8 часов спустя пульс еще поднялся, и больней вспомнил, что я у него уже был сегодня один раз.

Через 27г часа еще пульс сделался нормальным. Больной помнит уже все, что ему говорили. Теперь он вспомнил, что на днях натер себе ногу, и начинает припоминать, что накануне ездил в Версаль; но в этом он еще сомневается и говорит, что охотно поверил бы, если бы его стали уверять в противном. Память мало-помалу восстанавливалась, и вечером больной ясно припомнил, что действительно был в Версале. Но дальше восстановление памяти в этот день не пошло. Больной лег спать, не припоминая вовсе того, как проводил он время в Версале, как возвратился оттуда, и как нашел письмо от отца.

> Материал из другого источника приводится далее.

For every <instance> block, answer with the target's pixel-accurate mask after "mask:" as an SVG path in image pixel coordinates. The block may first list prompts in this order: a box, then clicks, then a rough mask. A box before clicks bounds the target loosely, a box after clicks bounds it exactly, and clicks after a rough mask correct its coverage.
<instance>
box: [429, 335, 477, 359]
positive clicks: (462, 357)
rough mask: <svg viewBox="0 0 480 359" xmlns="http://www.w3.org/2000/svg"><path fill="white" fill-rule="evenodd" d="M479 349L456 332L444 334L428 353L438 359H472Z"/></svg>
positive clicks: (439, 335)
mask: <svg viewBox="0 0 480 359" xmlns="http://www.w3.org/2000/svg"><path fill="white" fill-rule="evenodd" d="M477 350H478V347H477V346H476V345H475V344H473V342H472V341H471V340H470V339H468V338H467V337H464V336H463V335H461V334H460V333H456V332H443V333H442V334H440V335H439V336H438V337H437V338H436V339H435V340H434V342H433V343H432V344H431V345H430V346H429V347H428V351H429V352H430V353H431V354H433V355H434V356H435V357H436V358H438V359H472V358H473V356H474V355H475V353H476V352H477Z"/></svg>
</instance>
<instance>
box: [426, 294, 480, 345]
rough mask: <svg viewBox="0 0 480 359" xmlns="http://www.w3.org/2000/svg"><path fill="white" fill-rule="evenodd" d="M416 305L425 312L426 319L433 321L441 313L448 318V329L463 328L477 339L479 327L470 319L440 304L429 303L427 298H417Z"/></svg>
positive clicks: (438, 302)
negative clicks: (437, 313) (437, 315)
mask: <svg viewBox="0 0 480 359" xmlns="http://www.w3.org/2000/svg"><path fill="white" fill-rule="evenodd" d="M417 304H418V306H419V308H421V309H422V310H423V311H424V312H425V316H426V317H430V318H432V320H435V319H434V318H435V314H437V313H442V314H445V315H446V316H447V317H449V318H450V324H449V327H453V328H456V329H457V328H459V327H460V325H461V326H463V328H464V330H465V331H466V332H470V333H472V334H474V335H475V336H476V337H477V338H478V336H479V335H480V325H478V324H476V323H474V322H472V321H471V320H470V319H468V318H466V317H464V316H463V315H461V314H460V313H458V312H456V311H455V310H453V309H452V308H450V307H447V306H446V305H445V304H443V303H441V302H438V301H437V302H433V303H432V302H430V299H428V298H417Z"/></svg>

2-го декабря, проведя ночь спокойной, больной сейчас же после пробуждения припомнил, что делал в Версале, как возвратился в Париж, и как получил письмо отца. Но все, происшедшее 1-го декабря, до сих пор больной не может вспомнить сам, а знает об этом только от свидетелей.

Эта потеря памяти, как говорят математики, была обратно пропорциональна времени, прошедшему между действиями и моментом падения, восстановление же памяти совершалось в известном порядке, идя от самых дальних до самых близких событий».